The agent starts each conversation with access to a lightweight set of base capabilities and a catalog of available skills. When a user asks something that requires a specific capability, the agent activates the appropriate skill — no routing logic, no hand-off, no user decision required. The user says "write me a blog post with a cover image" and the agent just… activates the blog skill and the design skill, and gets to work.

This is the part that would have been unthinkable in 2024. Trusting a model to read a catalog of ~15 skills, accurately assess which ones it needs, activate them, absorb the new context, and proceed with the task — all in a single conversation? That would have been reckless back then. Today it's reliable enough that our users don't even think about it. Which is exactly the point.

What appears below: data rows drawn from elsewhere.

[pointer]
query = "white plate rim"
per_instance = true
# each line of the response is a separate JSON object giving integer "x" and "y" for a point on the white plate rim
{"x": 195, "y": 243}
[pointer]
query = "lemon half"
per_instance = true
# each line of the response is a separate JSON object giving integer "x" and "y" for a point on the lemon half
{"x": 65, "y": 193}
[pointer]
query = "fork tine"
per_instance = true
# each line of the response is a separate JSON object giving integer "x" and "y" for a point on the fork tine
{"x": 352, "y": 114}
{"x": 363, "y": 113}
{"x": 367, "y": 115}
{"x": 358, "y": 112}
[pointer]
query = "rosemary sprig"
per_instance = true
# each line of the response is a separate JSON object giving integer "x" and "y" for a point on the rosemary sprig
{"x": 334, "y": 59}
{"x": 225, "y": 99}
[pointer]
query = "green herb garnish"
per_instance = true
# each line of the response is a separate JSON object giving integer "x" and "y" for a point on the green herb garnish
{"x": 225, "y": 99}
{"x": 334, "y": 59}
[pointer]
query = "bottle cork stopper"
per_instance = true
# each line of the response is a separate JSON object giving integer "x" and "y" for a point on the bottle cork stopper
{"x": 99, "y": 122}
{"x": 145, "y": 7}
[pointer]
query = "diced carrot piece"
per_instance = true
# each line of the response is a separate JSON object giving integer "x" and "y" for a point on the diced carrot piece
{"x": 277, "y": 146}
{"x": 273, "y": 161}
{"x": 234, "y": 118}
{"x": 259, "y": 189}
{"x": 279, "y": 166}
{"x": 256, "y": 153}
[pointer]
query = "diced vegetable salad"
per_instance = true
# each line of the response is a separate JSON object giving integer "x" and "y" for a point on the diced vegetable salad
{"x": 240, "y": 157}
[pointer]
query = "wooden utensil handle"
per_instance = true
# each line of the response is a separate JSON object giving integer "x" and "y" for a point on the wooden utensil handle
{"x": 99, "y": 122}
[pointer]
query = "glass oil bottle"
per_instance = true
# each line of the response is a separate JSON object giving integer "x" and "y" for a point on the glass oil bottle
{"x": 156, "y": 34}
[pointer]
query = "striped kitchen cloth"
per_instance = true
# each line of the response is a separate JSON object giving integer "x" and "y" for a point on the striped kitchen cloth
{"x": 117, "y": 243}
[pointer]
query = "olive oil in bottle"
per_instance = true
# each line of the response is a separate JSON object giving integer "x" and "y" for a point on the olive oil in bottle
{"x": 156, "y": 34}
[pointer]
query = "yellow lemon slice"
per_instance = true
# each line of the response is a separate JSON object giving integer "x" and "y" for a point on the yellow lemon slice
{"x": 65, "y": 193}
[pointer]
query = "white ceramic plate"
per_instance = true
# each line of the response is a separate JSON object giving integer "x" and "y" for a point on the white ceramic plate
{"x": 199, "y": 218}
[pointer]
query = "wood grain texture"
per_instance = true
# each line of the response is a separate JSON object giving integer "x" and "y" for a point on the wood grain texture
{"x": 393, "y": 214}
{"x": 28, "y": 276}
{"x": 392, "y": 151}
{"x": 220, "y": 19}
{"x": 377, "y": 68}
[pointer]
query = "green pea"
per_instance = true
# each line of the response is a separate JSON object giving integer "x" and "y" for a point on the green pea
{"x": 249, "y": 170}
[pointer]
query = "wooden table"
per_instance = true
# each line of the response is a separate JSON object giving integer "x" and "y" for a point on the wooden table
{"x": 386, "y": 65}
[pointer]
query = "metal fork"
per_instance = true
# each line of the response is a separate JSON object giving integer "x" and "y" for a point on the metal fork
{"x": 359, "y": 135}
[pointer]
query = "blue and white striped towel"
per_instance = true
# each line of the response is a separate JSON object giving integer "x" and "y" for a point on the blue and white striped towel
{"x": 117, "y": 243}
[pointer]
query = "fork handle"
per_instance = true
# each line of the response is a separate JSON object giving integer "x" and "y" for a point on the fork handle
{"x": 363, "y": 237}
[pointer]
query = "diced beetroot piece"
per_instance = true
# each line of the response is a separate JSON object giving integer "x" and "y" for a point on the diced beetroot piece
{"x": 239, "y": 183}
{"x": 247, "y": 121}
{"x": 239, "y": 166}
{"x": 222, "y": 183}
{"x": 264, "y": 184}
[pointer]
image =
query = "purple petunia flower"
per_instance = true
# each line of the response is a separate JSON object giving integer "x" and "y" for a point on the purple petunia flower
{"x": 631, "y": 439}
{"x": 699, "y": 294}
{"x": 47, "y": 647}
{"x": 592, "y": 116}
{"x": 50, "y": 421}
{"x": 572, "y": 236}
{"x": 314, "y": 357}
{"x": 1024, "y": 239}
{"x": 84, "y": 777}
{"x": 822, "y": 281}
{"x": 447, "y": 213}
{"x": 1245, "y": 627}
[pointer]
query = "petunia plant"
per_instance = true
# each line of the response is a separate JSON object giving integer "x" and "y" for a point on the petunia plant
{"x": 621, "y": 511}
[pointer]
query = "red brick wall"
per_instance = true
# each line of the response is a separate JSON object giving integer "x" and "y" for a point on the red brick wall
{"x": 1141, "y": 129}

The Results: Composable, Simple, Extensible

The end result didn't fundamentally change what our agent framework was capable of. The same workflows exist. The same tools are available. But the experience of using the platform changed dramatically — even for our CEO, who was already well-versed in wrangling multiple agents to achieve his marketing goals:

Three things stand out:

Composable. The agent can activate multiple skills simultaneously. Need to write a blog post, generate a cover image, and schedule it as part of a campaign? That's three skills working together in one conversation. No hand-offs, no context switching, no lost state between agents.

Simple to grasp. No more complex routing or pathfinding for the user to puzzle over. The user just sees work getting done. And frankly, that's all they care about. The infrastructure underneath is invisible, which is how it should be.

Extensible. This is the one I'm most excited about. Users can write their own skills to craft custom workflows on top of what we provide. The skill abstraction creates a clean extension point that doesn't require understanding the full agent framework — just define your context, your tools, and your workflow, and the agent handles the rest.

What's Next

Skills are live on Quotient now and I'm genuinely stoked about where we go from here. The skills rewrite got us up to speed with where the industry has landed on agentic architecture — but it also opens up a clear roadmap for what comes next.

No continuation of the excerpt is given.